Festival Teater Sumatera kembali digelar di Palembang, Sumatera Selatan (Sumsel). Kali ini, 10 komunitas teater unjuk gigi dengan membawakan tema Pangan: Tanah, Air, dan Ingatan.

Pagelaran ini digelar di Taman Budaya Sriwijaya, Jalan Seniman Amri Yahya, Kelurahan 15 Ulu, Palembang, pada Rabu-Kamis, 24-25 September 2025. Plt Kepala Dinas Kebudayaan dan Pariwisata (Disbudpar) Sumsel Pandji Tjahajanto mengatakan pagelaran ini merupakan misi dari kementerian untuk aktivasi Taman Budaya.

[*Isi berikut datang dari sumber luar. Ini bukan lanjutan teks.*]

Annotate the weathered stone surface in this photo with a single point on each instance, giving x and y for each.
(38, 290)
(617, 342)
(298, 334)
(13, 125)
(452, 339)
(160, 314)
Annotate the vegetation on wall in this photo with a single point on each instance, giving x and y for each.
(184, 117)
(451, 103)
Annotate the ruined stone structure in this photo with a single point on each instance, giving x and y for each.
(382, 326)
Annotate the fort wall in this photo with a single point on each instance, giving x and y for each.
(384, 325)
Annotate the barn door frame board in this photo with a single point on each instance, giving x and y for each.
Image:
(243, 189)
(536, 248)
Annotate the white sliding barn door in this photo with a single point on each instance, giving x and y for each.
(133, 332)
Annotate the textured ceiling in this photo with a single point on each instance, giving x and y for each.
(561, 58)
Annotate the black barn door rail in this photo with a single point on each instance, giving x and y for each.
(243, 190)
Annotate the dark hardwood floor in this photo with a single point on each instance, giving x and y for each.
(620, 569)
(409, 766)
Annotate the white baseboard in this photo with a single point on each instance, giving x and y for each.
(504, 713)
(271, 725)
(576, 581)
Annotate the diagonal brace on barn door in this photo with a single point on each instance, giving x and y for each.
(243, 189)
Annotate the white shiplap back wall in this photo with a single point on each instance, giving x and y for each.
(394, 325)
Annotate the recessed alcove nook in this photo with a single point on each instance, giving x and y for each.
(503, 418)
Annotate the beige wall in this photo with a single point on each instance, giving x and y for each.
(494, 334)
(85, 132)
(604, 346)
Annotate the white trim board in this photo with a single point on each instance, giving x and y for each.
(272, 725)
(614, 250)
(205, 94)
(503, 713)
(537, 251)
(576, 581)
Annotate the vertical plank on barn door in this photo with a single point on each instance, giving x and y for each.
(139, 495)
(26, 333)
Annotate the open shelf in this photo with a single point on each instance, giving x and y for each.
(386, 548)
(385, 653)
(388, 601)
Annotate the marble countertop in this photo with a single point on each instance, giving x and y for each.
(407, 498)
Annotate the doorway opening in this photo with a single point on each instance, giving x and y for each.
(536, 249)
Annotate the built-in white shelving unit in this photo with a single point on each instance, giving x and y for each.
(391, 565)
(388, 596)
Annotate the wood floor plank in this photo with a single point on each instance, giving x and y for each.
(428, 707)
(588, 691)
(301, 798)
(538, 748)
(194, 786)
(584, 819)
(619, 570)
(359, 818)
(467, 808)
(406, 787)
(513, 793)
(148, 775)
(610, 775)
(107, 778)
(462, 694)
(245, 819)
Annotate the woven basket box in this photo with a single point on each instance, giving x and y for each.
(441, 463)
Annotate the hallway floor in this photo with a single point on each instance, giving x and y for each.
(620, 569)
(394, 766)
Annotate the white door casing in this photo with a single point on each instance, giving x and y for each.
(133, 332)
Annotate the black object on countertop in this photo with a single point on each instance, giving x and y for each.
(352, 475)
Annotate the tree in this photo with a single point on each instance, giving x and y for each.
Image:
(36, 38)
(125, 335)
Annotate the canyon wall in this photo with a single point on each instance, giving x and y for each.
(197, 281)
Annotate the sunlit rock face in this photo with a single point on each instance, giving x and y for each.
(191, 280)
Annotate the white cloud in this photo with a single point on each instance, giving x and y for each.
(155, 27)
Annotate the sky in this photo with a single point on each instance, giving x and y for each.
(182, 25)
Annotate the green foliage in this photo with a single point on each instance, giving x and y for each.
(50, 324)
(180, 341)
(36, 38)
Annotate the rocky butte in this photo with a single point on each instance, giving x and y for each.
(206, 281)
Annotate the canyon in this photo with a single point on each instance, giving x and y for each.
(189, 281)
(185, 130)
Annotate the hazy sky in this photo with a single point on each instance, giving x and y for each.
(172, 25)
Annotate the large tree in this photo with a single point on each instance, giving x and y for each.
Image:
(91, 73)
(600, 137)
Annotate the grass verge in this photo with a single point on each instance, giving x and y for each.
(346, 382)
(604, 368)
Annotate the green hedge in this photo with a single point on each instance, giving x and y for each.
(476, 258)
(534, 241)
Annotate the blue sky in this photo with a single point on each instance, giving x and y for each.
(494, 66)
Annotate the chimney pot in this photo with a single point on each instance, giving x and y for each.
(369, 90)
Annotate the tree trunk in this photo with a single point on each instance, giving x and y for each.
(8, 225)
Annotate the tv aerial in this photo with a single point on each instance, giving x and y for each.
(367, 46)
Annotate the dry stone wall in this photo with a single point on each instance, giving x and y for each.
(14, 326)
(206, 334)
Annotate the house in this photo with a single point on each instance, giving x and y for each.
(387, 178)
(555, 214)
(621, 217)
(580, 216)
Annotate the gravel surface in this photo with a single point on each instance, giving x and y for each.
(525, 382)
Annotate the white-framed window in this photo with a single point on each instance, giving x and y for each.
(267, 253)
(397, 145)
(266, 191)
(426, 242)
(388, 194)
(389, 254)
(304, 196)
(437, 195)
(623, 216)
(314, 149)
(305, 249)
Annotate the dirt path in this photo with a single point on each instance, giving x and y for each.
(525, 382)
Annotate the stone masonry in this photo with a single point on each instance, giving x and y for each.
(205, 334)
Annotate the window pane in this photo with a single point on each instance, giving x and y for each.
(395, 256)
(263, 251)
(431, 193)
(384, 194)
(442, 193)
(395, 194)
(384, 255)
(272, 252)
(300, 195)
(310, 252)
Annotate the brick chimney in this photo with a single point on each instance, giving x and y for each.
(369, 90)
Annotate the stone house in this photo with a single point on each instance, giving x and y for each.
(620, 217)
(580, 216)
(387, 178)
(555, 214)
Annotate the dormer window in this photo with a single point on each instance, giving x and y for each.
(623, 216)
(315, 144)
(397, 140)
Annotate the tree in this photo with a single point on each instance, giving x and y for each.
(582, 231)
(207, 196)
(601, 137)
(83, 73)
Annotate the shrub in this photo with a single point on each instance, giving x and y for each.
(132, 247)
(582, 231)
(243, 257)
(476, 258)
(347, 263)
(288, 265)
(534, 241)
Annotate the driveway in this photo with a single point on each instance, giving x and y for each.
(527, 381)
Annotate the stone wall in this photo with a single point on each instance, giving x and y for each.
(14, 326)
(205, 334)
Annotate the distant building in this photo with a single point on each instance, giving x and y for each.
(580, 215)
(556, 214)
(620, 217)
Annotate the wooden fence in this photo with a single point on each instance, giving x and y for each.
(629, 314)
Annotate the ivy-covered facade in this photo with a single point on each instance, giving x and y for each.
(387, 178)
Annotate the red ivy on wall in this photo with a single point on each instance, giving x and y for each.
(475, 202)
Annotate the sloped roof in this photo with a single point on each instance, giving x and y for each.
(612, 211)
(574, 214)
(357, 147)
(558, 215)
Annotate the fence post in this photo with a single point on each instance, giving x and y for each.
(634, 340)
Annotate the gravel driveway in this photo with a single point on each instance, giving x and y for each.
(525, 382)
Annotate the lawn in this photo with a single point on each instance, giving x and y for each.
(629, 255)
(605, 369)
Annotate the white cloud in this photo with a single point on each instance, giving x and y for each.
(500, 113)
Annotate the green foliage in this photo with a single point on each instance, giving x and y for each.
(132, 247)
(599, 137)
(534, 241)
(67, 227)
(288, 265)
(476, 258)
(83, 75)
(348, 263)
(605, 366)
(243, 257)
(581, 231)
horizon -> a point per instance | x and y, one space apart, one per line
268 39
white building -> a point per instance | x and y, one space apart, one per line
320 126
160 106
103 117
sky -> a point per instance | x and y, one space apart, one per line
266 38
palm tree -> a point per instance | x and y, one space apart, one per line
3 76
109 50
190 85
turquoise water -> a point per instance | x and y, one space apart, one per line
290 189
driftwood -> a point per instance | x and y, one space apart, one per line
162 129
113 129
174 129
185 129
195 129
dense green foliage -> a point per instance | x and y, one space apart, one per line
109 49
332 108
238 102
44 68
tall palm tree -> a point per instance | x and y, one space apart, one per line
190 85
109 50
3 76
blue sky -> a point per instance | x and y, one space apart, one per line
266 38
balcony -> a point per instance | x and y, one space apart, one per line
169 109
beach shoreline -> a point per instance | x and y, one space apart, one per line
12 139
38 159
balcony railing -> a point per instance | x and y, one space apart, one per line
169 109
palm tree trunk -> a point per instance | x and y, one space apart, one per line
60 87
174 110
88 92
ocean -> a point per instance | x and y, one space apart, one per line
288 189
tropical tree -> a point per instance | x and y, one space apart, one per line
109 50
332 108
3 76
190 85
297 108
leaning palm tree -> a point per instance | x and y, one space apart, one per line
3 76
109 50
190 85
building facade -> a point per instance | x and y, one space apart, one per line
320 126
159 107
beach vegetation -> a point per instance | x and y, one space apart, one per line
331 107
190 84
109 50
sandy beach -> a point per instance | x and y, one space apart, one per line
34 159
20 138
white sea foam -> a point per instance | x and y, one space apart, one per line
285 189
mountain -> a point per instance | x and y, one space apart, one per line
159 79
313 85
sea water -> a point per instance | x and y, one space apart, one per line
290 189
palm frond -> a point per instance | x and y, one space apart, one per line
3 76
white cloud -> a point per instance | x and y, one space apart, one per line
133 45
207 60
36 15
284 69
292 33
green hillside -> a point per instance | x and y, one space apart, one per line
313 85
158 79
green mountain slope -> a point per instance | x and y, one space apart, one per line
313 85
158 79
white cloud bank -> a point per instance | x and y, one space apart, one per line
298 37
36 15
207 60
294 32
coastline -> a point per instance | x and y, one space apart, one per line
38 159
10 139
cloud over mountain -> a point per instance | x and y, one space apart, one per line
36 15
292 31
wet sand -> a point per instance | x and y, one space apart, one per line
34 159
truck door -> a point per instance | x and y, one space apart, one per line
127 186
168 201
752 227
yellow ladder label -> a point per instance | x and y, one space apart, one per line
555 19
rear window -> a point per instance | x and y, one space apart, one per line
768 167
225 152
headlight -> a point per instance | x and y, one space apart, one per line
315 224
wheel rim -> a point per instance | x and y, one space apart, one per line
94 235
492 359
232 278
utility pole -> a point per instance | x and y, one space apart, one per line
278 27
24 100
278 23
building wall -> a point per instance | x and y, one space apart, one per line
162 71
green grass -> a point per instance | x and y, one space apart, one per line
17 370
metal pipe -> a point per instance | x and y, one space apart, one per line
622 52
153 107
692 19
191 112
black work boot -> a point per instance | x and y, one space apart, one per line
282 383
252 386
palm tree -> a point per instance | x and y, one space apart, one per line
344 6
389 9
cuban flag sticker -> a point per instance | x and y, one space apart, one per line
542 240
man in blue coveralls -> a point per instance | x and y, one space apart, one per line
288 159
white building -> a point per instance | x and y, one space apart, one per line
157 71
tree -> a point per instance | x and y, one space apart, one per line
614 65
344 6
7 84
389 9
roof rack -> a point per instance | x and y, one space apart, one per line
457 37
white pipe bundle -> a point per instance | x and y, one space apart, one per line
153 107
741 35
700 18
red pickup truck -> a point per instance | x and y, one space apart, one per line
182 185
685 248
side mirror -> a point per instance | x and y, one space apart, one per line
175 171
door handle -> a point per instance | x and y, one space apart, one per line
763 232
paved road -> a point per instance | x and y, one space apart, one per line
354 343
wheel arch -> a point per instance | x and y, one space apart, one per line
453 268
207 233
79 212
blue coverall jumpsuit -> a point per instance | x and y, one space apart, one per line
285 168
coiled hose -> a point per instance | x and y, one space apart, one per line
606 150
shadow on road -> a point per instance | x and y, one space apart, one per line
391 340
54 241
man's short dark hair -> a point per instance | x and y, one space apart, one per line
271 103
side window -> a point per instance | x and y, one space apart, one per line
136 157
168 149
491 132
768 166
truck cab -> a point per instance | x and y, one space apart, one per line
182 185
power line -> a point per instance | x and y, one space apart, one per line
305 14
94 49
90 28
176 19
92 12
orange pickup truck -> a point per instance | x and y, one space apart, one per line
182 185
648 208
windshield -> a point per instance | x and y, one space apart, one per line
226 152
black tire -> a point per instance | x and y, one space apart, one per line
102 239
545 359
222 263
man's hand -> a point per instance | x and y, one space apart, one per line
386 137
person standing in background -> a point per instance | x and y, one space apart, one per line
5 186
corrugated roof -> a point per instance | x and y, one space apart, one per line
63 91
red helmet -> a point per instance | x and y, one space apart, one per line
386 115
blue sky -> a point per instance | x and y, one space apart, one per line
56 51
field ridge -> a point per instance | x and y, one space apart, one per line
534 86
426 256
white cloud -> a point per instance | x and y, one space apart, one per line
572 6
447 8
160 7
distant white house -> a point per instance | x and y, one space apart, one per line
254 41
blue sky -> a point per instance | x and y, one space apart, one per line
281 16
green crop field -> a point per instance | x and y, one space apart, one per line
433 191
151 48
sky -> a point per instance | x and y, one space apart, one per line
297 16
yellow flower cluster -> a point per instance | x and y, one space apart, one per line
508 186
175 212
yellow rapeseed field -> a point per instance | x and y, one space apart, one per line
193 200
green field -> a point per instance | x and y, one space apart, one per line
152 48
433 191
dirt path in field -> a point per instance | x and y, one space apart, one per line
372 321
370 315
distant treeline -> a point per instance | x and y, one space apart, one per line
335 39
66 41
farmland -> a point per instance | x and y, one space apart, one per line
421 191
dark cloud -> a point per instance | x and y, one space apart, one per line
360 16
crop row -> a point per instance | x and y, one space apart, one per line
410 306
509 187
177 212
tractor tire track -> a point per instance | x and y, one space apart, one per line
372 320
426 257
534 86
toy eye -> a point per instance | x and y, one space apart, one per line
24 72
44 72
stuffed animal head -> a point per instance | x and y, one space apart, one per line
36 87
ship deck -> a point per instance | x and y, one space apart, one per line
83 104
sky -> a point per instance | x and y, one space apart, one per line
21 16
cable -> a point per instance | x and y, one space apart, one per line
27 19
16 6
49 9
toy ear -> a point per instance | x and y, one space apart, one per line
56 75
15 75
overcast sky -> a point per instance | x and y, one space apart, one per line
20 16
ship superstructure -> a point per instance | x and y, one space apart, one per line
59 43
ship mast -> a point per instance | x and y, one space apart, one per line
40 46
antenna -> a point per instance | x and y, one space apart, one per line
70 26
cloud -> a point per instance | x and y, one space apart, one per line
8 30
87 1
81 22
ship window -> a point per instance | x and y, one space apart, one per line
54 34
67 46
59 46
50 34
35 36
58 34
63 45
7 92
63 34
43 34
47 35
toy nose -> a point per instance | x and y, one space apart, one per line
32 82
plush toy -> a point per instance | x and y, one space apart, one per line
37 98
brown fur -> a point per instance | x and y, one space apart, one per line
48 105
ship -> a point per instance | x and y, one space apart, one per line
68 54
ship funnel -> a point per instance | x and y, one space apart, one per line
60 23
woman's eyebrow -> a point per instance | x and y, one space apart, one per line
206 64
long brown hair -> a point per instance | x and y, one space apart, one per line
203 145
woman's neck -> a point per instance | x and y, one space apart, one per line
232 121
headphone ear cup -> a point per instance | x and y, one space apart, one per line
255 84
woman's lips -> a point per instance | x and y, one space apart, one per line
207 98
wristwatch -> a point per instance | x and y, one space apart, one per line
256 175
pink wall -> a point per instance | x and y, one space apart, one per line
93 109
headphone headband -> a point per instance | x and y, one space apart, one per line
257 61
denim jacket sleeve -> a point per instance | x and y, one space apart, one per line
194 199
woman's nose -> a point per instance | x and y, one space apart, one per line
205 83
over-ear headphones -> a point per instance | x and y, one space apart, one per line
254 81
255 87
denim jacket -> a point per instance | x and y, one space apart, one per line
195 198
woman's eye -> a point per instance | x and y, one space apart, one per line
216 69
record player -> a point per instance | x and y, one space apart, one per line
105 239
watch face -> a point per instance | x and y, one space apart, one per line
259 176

Dia menjabarkan, 10 komunitas teater yang terlibat antara lain Teater Umak-Palembang, KSB Rumah Sunting-Riau, Teater Air-Jambi, Komunitas Berkat Yakin-Lampung, dan Teater Potlot-Sumsel. Selain itu, ada Teater Seinggok Sepemunyian-Prabumulih, Komunitas Seni Nan Tumpah-Padang Pariaman, Komunitas Seni Hitam Putih-Sumbar, Medan Teater-Sumut, dan Teater Senyawa-Bengkulu.

“Festival Teater Sumatera kali ini diikuti oleh 10 teater se-Pulau Sumatera. Diharapkan dengan adanya festival ini (komunitas) teater lama dapat beraktivitas kembali dan tumbuh teater-teater baru. Harapannya, kehidupan berteater di Sumatera ini akan lebih terkenal lagi,” jelasnya.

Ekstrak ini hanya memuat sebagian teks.